El equipo económico tratará de presentar todo el pliego de reivindicaciones como el producto de decisiones asumidas por los propios actores nacionales. Sin embargo, sólo hay una forma de llevar adelante un programa bajo esa premisa y es estar todavía más a la derecha del Fondo, sobrecumplir todas sus expectativas a la manera que lo hizo el expresidente Macri y, a juzgar por sus recientes declaraciones, volvería a reincidir. Un programa 100% definido por la Argentina es algo que el Fondo no va a estar dispuesto conceder porque, en caso de hacerlo, traicionaría el mandato de veedor y supervisor que le asignan las potencias que lo financian. Poner toda esa plata para apostar a la continuidad en el gobierno de un partido político, que no prospere y asumir sin chistar lo que proponga otra fuerza política suena más a un cuento infantil que a una cuestión geopolítica. 
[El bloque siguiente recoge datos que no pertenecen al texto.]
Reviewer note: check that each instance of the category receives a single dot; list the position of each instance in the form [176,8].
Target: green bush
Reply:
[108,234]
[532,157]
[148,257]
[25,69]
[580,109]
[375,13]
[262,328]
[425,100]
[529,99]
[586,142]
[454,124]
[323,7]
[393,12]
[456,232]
La gestión se ocupa de mostrar que no está todo perdido, que hay actores de peso en el establishment dispuestos a acompañar un proceso sin tocar fondo y que, por lo tanto, es preferible continuar en el marco de un acuerdo con el Fondo. Para fortalecer esa posición, necesita ocultar este optimismo de cara a la negociación. Pero es un juego delicado tratando de dar señales para un lado y acciones para el otro. Es un ejercicio confuso, que el gobierno viene practicando desde el primer día y, aún así, sobrevive. Lo que necesita, antes de un aval internacional, es empezar a construir las bases sociales de sus próximos dos años de gobierno. Esa tarea no puede esperar los tiempos de una negociación que, históricamente, fue esquiva. La gestión lleva al convencimiento de que siempre se puede lograr algún tipo de acuerdo satisfactorio para ambas partes pero la política muchas veces se ocupa de impedirlo.